Rectify is one of the best TV shows that no one has ever seen. In today’s TV-saturated landscape - filled with too many shows for our eyeballs to possibly watch everything - the Sundance series not only fell off critical accounts of the 'quality TV' era but largely off the cultural radar altogether. 

Rectify is about Daniel Holden (Aden Young). Holden spends almost twenty years on Death Row after being falsely accused of raping and murdering his 16-year-old girlfriend. Rectify begins with Holden’s acquittal after new DNA evidence and continues after he is released back into his hometown. Not only does Holden struggle with his newfound freedom, but his memories of the event that led him to his imprisonment in the first place. Rewatching and reassembling the series during the pandemic era, Chris Becker and Tanner Cipriano compellingly argue for Rectify’s ongoing cultural resonance, highlighting Rectify’s themes of alienation, its questions about ontology, and, ultimately, asking the question of how any individual faced with these extremes can possibly have faith, in the truth or, ultimately, in reality itself. 

Using an experimental, personal essay format, Becker and Ciprian highlight the ennui and anomie of an innocent man living on death row and the damage that solitary confinement has on real (and fictional) people over time.
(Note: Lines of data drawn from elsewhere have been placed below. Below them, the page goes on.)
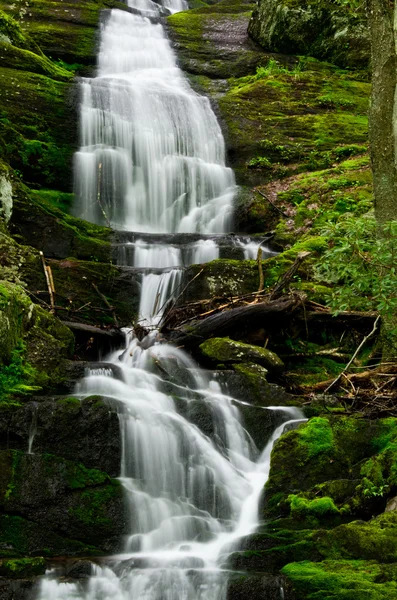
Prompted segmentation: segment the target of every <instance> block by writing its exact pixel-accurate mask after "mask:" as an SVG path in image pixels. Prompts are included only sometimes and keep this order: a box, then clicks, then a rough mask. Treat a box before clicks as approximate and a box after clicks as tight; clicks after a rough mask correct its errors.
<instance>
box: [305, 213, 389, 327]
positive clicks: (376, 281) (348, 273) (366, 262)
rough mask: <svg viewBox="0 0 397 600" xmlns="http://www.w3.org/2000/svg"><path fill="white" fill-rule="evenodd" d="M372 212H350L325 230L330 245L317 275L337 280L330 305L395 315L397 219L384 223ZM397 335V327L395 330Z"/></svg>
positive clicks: (327, 278) (331, 279) (385, 314)
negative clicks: (378, 226) (377, 221)
mask: <svg viewBox="0 0 397 600" xmlns="http://www.w3.org/2000/svg"><path fill="white" fill-rule="evenodd" d="M381 233H382V235H381V236H379V235H378V234H379V231H378V228H377V224H376V221H375V219H374V218H373V217H372V216H366V215H364V216H362V217H357V216H353V215H351V214H346V215H345V216H344V217H341V218H340V219H339V221H338V222H336V223H329V224H328V225H327V226H326V227H325V228H324V229H323V230H322V231H321V234H322V235H323V236H325V237H327V238H328V240H329V248H328V250H327V251H326V252H325V253H324V254H323V255H322V257H321V262H319V263H318V264H317V266H316V268H315V272H316V277H317V279H320V280H322V281H324V282H327V283H331V284H335V287H334V289H333V291H332V294H331V295H330V298H329V305H330V306H331V308H332V309H333V310H334V311H335V313H338V312H340V311H343V310H355V309H358V310H368V311H371V310H375V311H378V312H379V313H380V314H381V315H382V316H384V317H388V318H392V317H393V315H395V314H396V313H397V274H396V258H397V221H391V222H390V223H388V224H386V225H385V226H384V227H383V230H382V232H381ZM391 333H392V335H393V336H397V327H395V328H394V329H393V331H392V332H391Z"/></svg>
They select key moments from Daniel Holden’s story, and recontextualize scenes with overlapping dialogue from different episodes overlaid onto these visuals. One of their striking alterations is their use of excerpted dialogue onto slowed-down images from the show, like when Daniel sits naked in his room on his first day of freedom. In this slo-mo scene, he contemplates sunlight illuminating dust motes in the air and falling feathers, evoking the show’s central theme of freedom. The scene also highlights the series’ stunning visuals and poetic imagery, set against the Young’s flat delivery of dialogue. Central to their revisioning of Rectify is Daniel's dialogue with fellow death row inmate, Kerwin (Johnny Ray Gill), who is the only one who believes in Daniel, even when Daniel doubts himself. 

Other moments Becker and Cipriano feature include the first day that Daniel returns home; Daniel’s baptism and (rebirth); a savage beating by his (presumed) victim’s family; and one of his final conversations in the series. They also feature one of the series' most striking images -- shots of Daniel pouring paint over a dilapidated swimming pool and his painting over the surface; a perfect metaphor for his attempts to make a new life for himself. These moments are powerful in themselves but pairing dialogue from other scenes and overlaying them onto these images implies what he might have been thinking going through during silent moments, and doubly infuses these scenes contemplative import. 

While no one should compare their own pandemic-induced isolation to those of falsely imprisoned inmates on death row, to some degree, that dissolution of self, the questioning of institutions, the epistemological and ontological queries remain. Americans still deal with these questions in the aftermath of the Trump era. After all, weren’t we all told not to believe what we were seeing and hearing with our own eyes? Aren’t we still grappling with truths that continue to morph amidst gaslighting politicians? How can we now believe in the idea of objective truth after our own nearly two-year-long isolation in the pandemic era?

What Becker and Cipriano successfully demonstrate is that as with Daniel, we share a common project -- the restoration of our 'selves'. Revisiting Rectify, and Daniel’s journey offers a pathway for us to deal with our trauma and to move forward, however imperfectly this journey occurs, and no matter how painful it is to rectify our connection to our own, painful, historical moment.